Configuring a connection

To use a connection in a StreamSets flow, you must add a connection asset to your project.

When you create a connection asset, you can create the asset and configure the connection details that you want to use. Or when available, you can select an existing platform connection to use the details specified in the platform connection.

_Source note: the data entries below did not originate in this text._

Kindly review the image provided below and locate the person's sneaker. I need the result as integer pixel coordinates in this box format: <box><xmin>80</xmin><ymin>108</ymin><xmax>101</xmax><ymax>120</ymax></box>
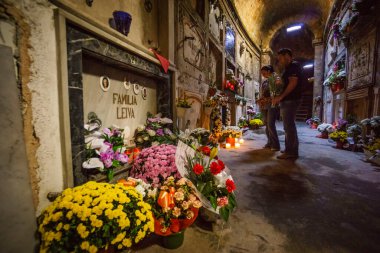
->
<box><xmin>280</xmin><ymin>150</ymin><xmax>285</xmax><ymax>153</ymax></box>
<box><xmin>271</xmin><ymin>147</ymin><xmax>280</xmax><ymax>151</ymax></box>
<box><xmin>263</xmin><ymin>144</ymin><xmax>271</xmax><ymax>149</ymax></box>
<box><xmin>276</xmin><ymin>153</ymin><xmax>299</xmax><ymax>160</ymax></box>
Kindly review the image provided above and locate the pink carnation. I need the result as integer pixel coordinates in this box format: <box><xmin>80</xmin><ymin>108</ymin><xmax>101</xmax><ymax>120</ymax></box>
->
<box><xmin>130</xmin><ymin>144</ymin><xmax>181</xmax><ymax>187</ymax></box>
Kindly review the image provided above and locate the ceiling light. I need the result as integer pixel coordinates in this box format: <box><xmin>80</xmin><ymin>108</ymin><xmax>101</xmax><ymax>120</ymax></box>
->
<box><xmin>287</xmin><ymin>25</ymin><xmax>302</xmax><ymax>32</ymax></box>
<box><xmin>303</xmin><ymin>64</ymin><xmax>314</xmax><ymax>69</ymax></box>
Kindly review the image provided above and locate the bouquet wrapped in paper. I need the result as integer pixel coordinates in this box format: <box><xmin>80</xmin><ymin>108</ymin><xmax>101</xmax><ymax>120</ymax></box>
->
<box><xmin>175</xmin><ymin>141</ymin><xmax>236</xmax><ymax>221</ymax></box>
<box><xmin>147</xmin><ymin>177</ymin><xmax>202</xmax><ymax>236</ymax></box>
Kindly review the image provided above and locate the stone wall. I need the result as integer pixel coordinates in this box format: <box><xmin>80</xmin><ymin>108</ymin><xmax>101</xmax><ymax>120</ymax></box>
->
<box><xmin>322</xmin><ymin>0</ymin><xmax>380</xmax><ymax>122</ymax></box>
<box><xmin>1</xmin><ymin>0</ymin><xmax>64</xmax><ymax>215</ymax></box>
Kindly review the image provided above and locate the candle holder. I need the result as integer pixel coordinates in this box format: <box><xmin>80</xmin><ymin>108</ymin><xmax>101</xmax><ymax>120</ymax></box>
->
<box><xmin>113</xmin><ymin>11</ymin><xmax>132</xmax><ymax>36</ymax></box>
<box><xmin>235</xmin><ymin>143</ymin><xmax>241</xmax><ymax>148</ymax></box>
<box><xmin>225</xmin><ymin>143</ymin><xmax>231</xmax><ymax>149</ymax></box>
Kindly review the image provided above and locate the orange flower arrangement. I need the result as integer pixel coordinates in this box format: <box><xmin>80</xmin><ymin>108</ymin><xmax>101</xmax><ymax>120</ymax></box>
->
<box><xmin>147</xmin><ymin>177</ymin><xmax>202</xmax><ymax>236</ymax></box>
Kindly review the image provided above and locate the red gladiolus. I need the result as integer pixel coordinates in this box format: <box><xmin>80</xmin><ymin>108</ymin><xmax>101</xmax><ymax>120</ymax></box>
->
<box><xmin>217</xmin><ymin>160</ymin><xmax>225</xmax><ymax>170</ymax></box>
<box><xmin>193</xmin><ymin>163</ymin><xmax>204</xmax><ymax>175</ymax></box>
<box><xmin>201</xmin><ymin>146</ymin><xmax>211</xmax><ymax>156</ymax></box>
<box><xmin>226</xmin><ymin>179</ymin><xmax>236</xmax><ymax>193</ymax></box>
<box><xmin>210</xmin><ymin>161</ymin><xmax>222</xmax><ymax>175</ymax></box>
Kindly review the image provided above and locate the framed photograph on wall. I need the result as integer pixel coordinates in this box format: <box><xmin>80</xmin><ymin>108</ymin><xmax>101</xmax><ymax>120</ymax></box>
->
<box><xmin>99</xmin><ymin>76</ymin><xmax>111</xmax><ymax>92</ymax></box>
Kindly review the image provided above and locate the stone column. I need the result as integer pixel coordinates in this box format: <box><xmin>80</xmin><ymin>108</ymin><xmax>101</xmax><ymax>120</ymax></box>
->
<box><xmin>312</xmin><ymin>38</ymin><xmax>324</xmax><ymax>118</ymax></box>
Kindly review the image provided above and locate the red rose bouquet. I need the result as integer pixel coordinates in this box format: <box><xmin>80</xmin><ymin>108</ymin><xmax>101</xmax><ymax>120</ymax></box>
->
<box><xmin>147</xmin><ymin>177</ymin><xmax>202</xmax><ymax>236</ymax></box>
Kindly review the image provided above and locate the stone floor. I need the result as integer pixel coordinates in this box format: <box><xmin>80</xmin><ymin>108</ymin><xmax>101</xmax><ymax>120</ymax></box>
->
<box><xmin>133</xmin><ymin>123</ymin><xmax>380</xmax><ymax>253</ymax></box>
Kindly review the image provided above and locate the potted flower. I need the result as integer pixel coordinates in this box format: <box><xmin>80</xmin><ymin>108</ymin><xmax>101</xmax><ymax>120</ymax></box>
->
<box><xmin>363</xmin><ymin>138</ymin><xmax>380</xmax><ymax>159</ymax></box>
<box><xmin>147</xmin><ymin>177</ymin><xmax>202</xmax><ymax>249</ymax></box>
<box><xmin>306</xmin><ymin>116</ymin><xmax>321</xmax><ymax>129</ymax></box>
<box><xmin>238</xmin><ymin>116</ymin><xmax>249</xmax><ymax>129</ymax></box>
<box><xmin>37</xmin><ymin>182</ymin><xmax>154</xmax><ymax>253</ymax></box>
<box><xmin>329</xmin><ymin>130</ymin><xmax>348</xmax><ymax>149</ymax></box>
<box><xmin>249</xmin><ymin>119</ymin><xmax>264</xmax><ymax>130</ymax></box>
<box><xmin>129</xmin><ymin>144</ymin><xmax>181</xmax><ymax>187</ymax></box>
<box><xmin>317</xmin><ymin>123</ymin><xmax>334</xmax><ymax>139</ymax></box>
<box><xmin>347</xmin><ymin>124</ymin><xmax>362</xmax><ymax>151</ymax></box>
<box><xmin>176</xmin><ymin>96</ymin><xmax>193</xmax><ymax>118</ymax></box>
<box><xmin>337</xmin><ymin>118</ymin><xmax>348</xmax><ymax>131</ymax></box>
<box><xmin>133</xmin><ymin>113</ymin><xmax>177</xmax><ymax>149</ymax></box>
<box><xmin>83</xmin><ymin>126</ymin><xmax>129</xmax><ymax>181</ymax></box>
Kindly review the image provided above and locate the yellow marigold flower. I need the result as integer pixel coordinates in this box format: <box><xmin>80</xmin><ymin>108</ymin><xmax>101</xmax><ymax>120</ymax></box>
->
<box><xmin>136</xmin><ymin>219</ymin><xmax>141</xmax><ymax>226</ymax></box>
<box><xmin>80</xmin><ymin>241</ymin><xmax>90</xmax><ymax>250</ymax></box>
<box><xmin>63</xmin><ymin>224</ymin><xmax>70</xmax><ymax>230</ymax></box>
<box><xmin>117</xmin><ymin>244</ymin><xmax>123</xmax><ymax>250</ymax></box>
<box><xmin>56</xmin><ymin>222</ymin><xmax>63</xmax><ymax>231</ymax></box>
<box><xmin>52</xmin><ymin>212</ymin><xmax>63</xmax><ymax>222</ymax></box>
<box><xmin>122</xmin><ymin>238</ymin><xmax>132</xmax><ymax>248</ymax></box>
<box><xmin>54</xmin><ymin>232</ymin><xmax>62</xmax><ymax>241</ymax></box>
<box><xmin>89</xmin><ymin>245</ymin><xmax>98</xmax><ymax>253</ymax></box>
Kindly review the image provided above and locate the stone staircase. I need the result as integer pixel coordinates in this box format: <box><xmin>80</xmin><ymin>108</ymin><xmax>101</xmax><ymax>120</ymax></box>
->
<box><xmin>296</xmin><ymin>94</ymin><xmax>313</xmax><ymax>122</ymax></box>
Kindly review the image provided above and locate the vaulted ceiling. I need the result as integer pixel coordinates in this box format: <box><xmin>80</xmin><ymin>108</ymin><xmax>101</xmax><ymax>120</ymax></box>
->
<box><xmin>233</xmin><ymin>0</ymin><xmax>334</xmax><ymax>50</ymax></box>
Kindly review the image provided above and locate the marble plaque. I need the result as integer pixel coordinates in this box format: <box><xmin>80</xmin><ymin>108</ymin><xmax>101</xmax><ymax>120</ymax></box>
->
<box><xmin>348</xmin><ymin>29</ymin><xmax>376</xmax><ymax>89</ymax></box>
<box><xmin>82</xmin><ymin>57</ymin><xmax>157</xmax><ymax>146</ymax></box>
<box><xmin>182</xmin><ymin>13</ymin><xmax>206</xmax><ymax>70</ymax></box>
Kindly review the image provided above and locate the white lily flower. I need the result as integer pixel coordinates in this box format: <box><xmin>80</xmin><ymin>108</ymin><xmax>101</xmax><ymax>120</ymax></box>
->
<box><xmin>85</xmin><ymin>137</ymin><xmax>104</xmax><ymax>149</ymax></box>
<box><xmin>82</xmin><ymin>158</ymin><xmax>104</xmax><ymax>170</ymax></box>
<box><xmin>84</xmin><ymin>123</ymin><xmax>100</xmax><ymax>132</ymax></box>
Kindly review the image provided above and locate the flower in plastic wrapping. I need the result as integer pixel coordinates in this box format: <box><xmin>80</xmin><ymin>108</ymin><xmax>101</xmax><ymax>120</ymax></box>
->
<box><xmin>143</xmin><ymin>136</ymin><xmax>149</xmax><ymax>141</ymax></box>
<box><xmin>82</xmin><ymin>158</ymin><xmax>104</xmax><ymax>170</ymax></box>
<box><xmin>152</xmin><ymin>141</ymin><xmax>160</xmax><ymax>146</ymax></box>
<box><xmin>136</xmin><ymin>137</ymin><xmax>144</xmax><ymax>143</ymax></box>
<box><xmin>147</xmin><ymin>129</ymin><xmax>156</xmax><ymax>137</ymax></box>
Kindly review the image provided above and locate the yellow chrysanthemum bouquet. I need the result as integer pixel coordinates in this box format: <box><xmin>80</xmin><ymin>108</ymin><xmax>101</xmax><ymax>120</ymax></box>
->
<box><xmin>329</xmin><ymin>131</ymin><xmax>348</xmax><ymax>143</ymax></box>
<box><xmin>249</xmin><ymin>119</ymin><xmax>264</xmax><ymax>129</ymax></box>
<box><xmin>38</xmin><ymin>181</ymin><xmax>154</xmax><ymax>253</ymax></box>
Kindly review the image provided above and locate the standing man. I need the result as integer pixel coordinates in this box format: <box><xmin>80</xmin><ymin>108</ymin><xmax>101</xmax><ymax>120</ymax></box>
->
<box><xmin>257</xmin><ymin>73</ymin><xmax>272</xmax><ymax>149</ymax></box>
<box><xmin>272</xmin><ymin>48</ymin><xmax>302</xmax><ymax>159</ymax></box>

For example, say you want to use a reusable connection in IBM Db2 sources rather than define connectivity details in each stage. To do this, you need an IBM Db2 connection asset in your project. When you create the asset, you can either define all required asset properties or select an IBM Db2 platform connection to use.

For information about creating a connection asset, see Adding connections to data sources in a project.

For information about configuring connection assets for specific connection types, see Connectors.

For information about creating platform connections, see Adding platform connections.